L’Espagnol Bigas Luna n’a pas perdu ses esprits sous le soleil brûlant de Los Angeles : film atypique dans sa filmographie, entièrement écrit aux États-Unis, Angoisse fait de l’œil à ses ainés. Mais l’approche de Bigas Luna, baroque et surréaliste, s’avère suffisamment ambitieuse pour questionner son geste et l’attitude du spectateur.
Combien sommes-nous à considérer la salle de cinéma comme un refuge, un espace isolé, paisible et feutré qui protège des agressions de l’extérieur ? À ceux-là, on conseillera l’expérience d’Angoisse, un film d’horreur qui répond avec pragmatisme à l’impératif de la peur au cinéma. Ressentir de l’anxiété pour un personnage de slasher est une chose, mais le danger est souvent atténué par la distanciation qui s’installe entre l’écran et le spectateur : autre terres, autres mœurs, en somme.
À première vue, Angoisse ne révèle rien d’autre qu’un hommage un peu vain : sa situation initiale fait d’une mère (Zelda Rubinstein) un tyran et de son fils (Michael Lerner) un meurtrier, comme dans le Psychose d’Hitchcock. Le film, écrit lors d’un séjour à Los Angeles, témoigne toute l’estime que Bigas Luna porte aux slashers outre-Atlantique, lui qui devrait être plus proche des gialli européens. Mais le décor (créé par Gaudí) de la scène d’introduction, ainsi que l’inquiétude sourde diffusée par la mère du tueur, annoncent d’emblée un délire baroque qu’une réalisation plutôt conventionnelle ne laissait pas entrevoir. Ainsi, une scène d’hypnose prodiguée par la mère à son fils le transforme en tueur, mais fait aussi de l’écran un miroir, et du spectateur un voyeur de sa propre insécurité. La présentation du film (au pas de course !) par Fausto Fasulo, rédacteur en chef de Mad Movies, pourra éclairer sur l’imagerie du film. Les plans d’un oiseau et d’un gastéropode, l’animalerie du meurtrier, sont de ce point de vue d’un symbolisme limpide mais efficace : le tueur en veut à vos yeux.
En superposant les écrans, Bigas Luna pioche à la fois dans Fenêtre sur cour et dans Les Griffes de la nuit, Wes Craven rendant lui-même un hommage à Angoisse dans Scream 2. Loin d’être une simple pirouette scénaristique, la mise en abyme est pour Luna l’occasion d’une expérience complète. En montrant tantôt des meurtres, tantôt des images de spectateurs mal à l’aise, Bigas Luna pousse au mimétisme et à l’immersion. Quand l’écran se change en un miroir, c’est pour mieux enfermer dans cette boîte qu’on croyait refuge, et alors l’angoisse sourd effectivement.
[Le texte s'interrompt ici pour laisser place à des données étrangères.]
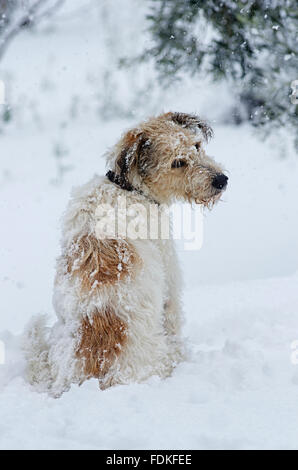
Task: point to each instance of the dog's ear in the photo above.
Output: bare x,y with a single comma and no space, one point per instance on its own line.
135,145
193,122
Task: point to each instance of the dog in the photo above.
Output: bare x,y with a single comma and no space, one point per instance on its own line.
118,299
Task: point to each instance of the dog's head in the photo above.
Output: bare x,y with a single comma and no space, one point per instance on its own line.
165,158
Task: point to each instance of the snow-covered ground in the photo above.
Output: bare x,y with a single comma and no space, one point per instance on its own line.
239,387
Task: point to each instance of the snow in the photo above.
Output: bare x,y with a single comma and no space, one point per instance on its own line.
238,389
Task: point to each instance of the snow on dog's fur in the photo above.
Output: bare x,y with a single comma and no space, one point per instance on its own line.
118,300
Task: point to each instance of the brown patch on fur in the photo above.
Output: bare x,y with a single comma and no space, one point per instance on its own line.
101,341
98,262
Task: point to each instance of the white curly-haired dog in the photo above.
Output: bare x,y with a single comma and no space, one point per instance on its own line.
117,299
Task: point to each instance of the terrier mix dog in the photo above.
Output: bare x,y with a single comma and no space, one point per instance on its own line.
118,299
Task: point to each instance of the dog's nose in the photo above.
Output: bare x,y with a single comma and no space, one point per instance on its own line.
220,181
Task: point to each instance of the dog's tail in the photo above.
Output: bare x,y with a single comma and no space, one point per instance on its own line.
36,350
Dommage que le DVD soit amputé du fameux carton d’introduction qui qualifiait le film de « dangereux » en raison de cette expérience complète. En plus, fermer les yeux n’y change rien, puisque le réalisateur a ajouté à son film des sons subliminaux pour que le public se sente un peu plus mal à l’aise. Les films-annonces de l’époque, disponibles en quantité sur le DVD, capitalisent d’ailleurs à fond sur cette « immersion » à mi-chemin entre la fête foraine et le trip à la Timothy Leary.
On aurait de toute façon bien tort de détourner le regard, tant la photographie adopte elle aussi le jeu du concept à l’origine d’Angoisse : si les deux actions parallèles se distinguent d’abord par des codes visuels très contrastés (tranchant du thriller d’un côté, exubérance du slasher de l’autre), ceux-ci tendent à se rejoindre au fur et à mesure de l’avancée de l’action. Le meurtrier perd progressivement la vue, il en va de même pour le spectateur et ses repères. Autre moyen d’influencer le public, la mise au point permet à Luna de mettre en valeur certains éléments au détriment de l’arrière-plan baigné dans un flou léger, comme si la caméra était myope. Pas d’étonnement lorsque l’on apprend que Bigas Luna voulait réaliser Angoisse en 3D. En découpant les silhouettes de ses spectateurs, il aurait encore un peu plus brouillé les frontières.